HDFS stores a file as a sequence of blocks , where every block is of same size [with exception of last block]. Replication factor dictates how many copies of a block needs to be kept in a cluster.
Interview Q1> What is the default replication factor.
The default is 3.
Interview Q2> Why do we need to have copy of blocks in cluster.
HDFS is built on commodity hardware, hence there could be a failure which would result in loss of data. To ensure high data availability blocks are replicated so that if one block is lost data can be fetched from the other.
Interview Q3> Can we change the replication number.
Yes we can.
(i) To change replication factor per file use command.
hdfs dfs –setrep –w 4 <File Path> //Replication factor set to 4
(ii) To change replication factor of all files inside a folder.

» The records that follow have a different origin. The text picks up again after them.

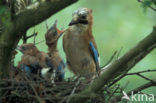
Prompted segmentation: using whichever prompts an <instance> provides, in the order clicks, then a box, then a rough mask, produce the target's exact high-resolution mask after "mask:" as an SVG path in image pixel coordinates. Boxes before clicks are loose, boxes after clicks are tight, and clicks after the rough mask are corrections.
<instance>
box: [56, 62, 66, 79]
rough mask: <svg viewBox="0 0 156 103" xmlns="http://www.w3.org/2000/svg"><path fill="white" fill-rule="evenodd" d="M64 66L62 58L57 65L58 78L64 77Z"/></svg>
mask: <svg viewBox="0 0 156 103" xmlns="http://www.w3.org/2000/svg"><path fill="white" fill-rule="evenodd" d="M65 67H66V65H65V63H64V62H63V60H62V61H61V62H60V64H59V66H58V68H57V69H58V80H59V81H62V80H63V79H64V73H65V72H64V68H65Z"/></svg>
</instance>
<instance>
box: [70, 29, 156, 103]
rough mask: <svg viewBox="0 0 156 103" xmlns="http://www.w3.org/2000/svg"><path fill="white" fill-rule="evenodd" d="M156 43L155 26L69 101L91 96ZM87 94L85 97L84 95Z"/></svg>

hdfs dfs –setrep –w 2 -R <File Path> //Replication factor set to 2
(iii) To Change replication factor in entire HDFS you need to modify hdfs-site.xml file.
<property> <name>dfs.replication<name> <value><value> <description>Block Replication<description> <property>
Interview Q4> Can we change the replication factor of file once assigned.
Yes, the replication factor can be set during creation time and can be later changed.
Interview Q5> Are all the replicas stored in the same rack.
When the default replication is used 3, then a copy in stored in the same rack and the other copy is stored in a different rack. The reason all copies are not maintained in different racks is because that would increase the inter-rack writes .
Interview Q6> Is there any impact if we increase the replication factor to a higher number like 5.
1.There could be unnecesary strain on the cluster.
2.As more number of replicas are increased we will get better reliability but all the metadata needs to be stored in namenode. This may impact namenode performance.